For the life of me I can't remember what it was called. I was thinking something like that might be handy for a lot of old retrocomputers where there is no easy way to add a hard drive interface... just give it a pretend 240 track floppy. Could even work on a tandy or PCjr, you just set up the disk with driveparm.

Does anyone else remember a device like that? What brought it to mind was a buddy of mine is trying to fix a corrupted server at work, only to find out his predecessor set it up in RAID 3. Lose one disk... you're pretty well shtupped.
The Model II optionally used a 3-bay 8 inch drive setup. That would would give you a total of four 8 inch drives. Don't remember the exact nomenclature for that setup, but Shugart comes to mind. You might want to vistit the old Tandy sites and check it out.
http://en.wikipedia.org/wiki/Shugart_Associates
 
Ira Goldklang would probably know.

The only multiple-floppy-per-spindle drives that come to mind are the PerSci 8" models 27x and 29x. But those used only 2 diskettes per spindle.

There was another outfit that offered a magazine drive with several floppies (nonstandard) per cartridge that could optionally be addressed as a single floppy. It was sold for Tandy and Apple, but I don't think that's what you're thinking of either.
 
I have the 3 disk expansion unit for the TRS-80 Model 2. I was told they were Shugarts. All I know is, they're damn heavy!! :)
 
I remember that from having a model 2, but the item I'm thinking of fit into a single full height drive bay -- NOT three separate drives side-by-side.

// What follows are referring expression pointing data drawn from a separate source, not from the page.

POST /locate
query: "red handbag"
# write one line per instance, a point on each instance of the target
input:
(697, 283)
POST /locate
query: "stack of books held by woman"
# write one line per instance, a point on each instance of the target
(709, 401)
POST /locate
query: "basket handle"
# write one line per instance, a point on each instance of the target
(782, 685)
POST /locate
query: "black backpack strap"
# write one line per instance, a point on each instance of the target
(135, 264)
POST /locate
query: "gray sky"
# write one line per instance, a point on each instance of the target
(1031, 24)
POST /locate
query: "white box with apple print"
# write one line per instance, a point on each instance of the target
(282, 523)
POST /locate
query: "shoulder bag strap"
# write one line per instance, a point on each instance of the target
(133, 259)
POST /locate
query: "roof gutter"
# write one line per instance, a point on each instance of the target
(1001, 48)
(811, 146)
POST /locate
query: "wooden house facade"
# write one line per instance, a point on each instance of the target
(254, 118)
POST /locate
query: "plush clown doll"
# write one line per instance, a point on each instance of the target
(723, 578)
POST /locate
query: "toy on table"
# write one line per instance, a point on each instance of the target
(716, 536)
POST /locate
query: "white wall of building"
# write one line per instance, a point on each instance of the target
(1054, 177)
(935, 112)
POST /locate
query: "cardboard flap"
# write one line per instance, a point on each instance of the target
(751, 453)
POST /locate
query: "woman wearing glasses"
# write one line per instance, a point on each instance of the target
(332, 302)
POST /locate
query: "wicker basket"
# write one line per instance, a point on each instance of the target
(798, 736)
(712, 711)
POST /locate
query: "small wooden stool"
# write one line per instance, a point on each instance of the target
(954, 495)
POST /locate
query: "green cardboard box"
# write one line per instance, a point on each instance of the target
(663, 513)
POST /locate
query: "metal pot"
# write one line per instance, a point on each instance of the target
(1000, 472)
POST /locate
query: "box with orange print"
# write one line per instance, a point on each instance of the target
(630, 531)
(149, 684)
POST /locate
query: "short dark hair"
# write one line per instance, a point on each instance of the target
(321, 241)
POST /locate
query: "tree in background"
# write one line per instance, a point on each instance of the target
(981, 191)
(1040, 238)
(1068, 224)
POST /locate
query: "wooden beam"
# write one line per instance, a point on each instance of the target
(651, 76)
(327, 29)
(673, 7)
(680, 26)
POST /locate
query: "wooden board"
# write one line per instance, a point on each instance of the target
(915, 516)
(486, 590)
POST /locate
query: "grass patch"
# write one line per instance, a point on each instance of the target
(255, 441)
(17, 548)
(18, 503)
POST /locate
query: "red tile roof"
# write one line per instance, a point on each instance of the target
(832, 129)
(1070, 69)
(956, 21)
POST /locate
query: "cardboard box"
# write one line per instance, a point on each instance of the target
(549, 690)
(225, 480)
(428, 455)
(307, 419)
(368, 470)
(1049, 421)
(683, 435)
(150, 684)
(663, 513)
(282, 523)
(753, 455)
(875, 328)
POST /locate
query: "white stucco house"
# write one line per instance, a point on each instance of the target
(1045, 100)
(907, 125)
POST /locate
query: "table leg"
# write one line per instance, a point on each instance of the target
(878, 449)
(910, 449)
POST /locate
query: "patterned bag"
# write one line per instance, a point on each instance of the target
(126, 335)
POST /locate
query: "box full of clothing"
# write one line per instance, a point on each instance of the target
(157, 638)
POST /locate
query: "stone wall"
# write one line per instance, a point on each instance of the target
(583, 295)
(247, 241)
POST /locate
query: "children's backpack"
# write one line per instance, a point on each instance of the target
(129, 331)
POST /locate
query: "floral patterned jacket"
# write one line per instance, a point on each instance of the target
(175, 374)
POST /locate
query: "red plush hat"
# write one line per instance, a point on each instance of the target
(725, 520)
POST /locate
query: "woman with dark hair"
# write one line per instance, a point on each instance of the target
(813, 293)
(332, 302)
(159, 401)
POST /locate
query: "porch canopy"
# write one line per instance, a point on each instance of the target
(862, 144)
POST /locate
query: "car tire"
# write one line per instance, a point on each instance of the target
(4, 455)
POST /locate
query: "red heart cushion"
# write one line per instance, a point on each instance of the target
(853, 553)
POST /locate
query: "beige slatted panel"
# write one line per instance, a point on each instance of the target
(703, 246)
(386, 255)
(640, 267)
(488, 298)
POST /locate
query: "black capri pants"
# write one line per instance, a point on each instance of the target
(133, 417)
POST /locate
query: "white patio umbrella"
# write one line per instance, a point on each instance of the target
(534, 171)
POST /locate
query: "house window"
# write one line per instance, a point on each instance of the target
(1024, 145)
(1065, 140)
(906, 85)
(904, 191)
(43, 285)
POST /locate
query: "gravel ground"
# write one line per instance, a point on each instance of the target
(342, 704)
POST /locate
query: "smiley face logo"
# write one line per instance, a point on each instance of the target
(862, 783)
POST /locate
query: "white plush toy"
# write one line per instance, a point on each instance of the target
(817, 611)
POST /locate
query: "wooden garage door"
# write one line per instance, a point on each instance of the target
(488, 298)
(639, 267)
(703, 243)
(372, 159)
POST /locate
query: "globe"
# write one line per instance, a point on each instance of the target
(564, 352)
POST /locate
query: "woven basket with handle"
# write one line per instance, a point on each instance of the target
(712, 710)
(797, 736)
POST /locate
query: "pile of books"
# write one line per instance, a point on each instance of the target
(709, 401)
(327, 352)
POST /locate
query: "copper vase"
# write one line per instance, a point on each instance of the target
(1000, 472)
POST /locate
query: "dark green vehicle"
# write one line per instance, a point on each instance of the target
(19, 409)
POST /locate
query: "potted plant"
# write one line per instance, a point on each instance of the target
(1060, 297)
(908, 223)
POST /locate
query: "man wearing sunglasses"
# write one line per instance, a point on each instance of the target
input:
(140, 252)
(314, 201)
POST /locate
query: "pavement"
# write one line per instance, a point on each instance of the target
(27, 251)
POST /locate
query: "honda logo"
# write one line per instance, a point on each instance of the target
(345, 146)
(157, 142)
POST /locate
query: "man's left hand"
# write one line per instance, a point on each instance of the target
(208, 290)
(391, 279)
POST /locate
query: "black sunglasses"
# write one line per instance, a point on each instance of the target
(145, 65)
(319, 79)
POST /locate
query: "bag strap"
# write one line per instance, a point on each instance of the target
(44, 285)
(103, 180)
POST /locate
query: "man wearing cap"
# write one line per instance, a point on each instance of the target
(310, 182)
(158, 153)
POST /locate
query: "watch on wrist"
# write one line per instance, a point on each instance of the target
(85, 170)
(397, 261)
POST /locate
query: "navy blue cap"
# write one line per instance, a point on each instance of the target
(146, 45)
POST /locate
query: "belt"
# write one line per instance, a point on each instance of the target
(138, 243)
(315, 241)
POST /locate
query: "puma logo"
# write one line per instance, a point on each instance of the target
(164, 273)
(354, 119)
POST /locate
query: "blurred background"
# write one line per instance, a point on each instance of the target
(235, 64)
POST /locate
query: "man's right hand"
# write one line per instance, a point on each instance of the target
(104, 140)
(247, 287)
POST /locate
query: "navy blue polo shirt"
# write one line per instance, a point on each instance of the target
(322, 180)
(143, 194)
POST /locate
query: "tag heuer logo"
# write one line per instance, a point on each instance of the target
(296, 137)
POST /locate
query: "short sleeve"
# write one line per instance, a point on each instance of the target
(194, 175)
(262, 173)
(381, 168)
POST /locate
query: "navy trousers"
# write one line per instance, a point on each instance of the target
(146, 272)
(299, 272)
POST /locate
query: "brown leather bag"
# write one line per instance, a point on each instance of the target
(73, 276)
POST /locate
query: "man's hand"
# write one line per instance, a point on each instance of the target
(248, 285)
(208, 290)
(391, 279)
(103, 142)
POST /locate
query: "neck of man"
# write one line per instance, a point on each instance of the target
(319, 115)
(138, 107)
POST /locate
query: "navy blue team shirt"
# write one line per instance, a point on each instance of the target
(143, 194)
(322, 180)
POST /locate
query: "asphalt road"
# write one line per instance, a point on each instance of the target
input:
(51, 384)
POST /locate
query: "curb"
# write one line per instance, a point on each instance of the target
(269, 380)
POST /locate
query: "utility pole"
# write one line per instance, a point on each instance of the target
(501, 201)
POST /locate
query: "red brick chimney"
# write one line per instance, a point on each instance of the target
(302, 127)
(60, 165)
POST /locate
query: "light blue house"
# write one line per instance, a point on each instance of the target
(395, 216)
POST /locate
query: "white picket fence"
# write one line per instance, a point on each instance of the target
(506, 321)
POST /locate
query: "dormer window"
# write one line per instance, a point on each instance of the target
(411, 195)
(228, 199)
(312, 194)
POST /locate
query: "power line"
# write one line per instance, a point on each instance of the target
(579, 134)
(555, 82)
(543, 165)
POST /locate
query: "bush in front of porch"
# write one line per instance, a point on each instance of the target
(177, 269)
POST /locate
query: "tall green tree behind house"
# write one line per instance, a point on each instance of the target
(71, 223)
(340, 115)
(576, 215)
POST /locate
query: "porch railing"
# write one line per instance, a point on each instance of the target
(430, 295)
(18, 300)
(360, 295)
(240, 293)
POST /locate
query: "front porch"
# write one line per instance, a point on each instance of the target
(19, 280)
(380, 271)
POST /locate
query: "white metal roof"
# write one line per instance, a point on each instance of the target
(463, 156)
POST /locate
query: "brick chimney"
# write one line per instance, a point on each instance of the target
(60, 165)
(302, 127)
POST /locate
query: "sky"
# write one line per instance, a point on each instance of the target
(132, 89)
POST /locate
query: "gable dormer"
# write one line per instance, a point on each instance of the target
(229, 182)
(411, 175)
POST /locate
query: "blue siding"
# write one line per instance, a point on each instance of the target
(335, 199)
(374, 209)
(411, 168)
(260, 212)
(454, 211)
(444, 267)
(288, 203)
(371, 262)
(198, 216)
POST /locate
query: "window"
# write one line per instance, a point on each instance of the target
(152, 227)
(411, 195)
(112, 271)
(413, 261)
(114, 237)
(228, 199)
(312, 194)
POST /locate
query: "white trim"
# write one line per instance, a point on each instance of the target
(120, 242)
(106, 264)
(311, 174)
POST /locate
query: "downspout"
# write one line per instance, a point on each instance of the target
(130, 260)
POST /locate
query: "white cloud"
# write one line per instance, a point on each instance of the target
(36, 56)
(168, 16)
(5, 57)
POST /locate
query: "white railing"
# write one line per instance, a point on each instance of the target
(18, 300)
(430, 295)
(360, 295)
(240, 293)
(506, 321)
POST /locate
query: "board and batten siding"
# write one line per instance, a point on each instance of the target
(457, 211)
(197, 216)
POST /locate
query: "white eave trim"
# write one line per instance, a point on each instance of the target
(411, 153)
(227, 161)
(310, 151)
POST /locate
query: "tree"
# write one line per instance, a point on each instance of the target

Much like the 2/3rds height dual drive in my Sharp Luggable, only it accessed them as a single drive. The entire unit was no larger than a Apple Disk II or the standard external floppy for a Coco.

A buddy of mine who used to work at 80 Micro (I live just over the hill from Peterborough) says he remembers it, and thinks it was called a "Flopstore".
 
I remember that from having a model 2, but the item I'm thinking of fit into a single full height drive bay -- NOT three separate drives side-by-side. Much like the 2/3rds height dual drive in my Sharp Luggable, only it accessed them as a single drive. The entire unit was no larger than a Apple Disk II or the standard external floppy for a Coco.

A buddy of mine who used to work at 80 Micro (I live just over the hill from Peterborough) says he remembers it, and thinks it was called a "Flopstore".
Question: Are we still talking about a 8" floppy drive. The Model II itself has a single full height 8" floppy.
 
Question: Are we still talking about a 8" floppy drive. The Model II itself has a single full height 8" floppy.

I was NEVER referring to a 8" floppy in the first place -- see my original post? 5.25" fits in a SINGLE full height bay! Model IIII. Single floppy connector, pretended to be a single drive, mounted three floppies at once sharing a single drive motor.
 
There was a 5.25" magazine-loading drive that could make several floppies look like a single large one (by automatically shuffling them in and out of the drive) that was available for both Apple II and the TRS-80. But that's not what you're talking about.

As a matter of fact, I can't even get my head around how a single shaft could service three floppies--how would you insert a disk into the middle one?

But as I said, if it was Tandy-related, Ira Goldklang would know. Have you dropped a note to him? He does answer his email.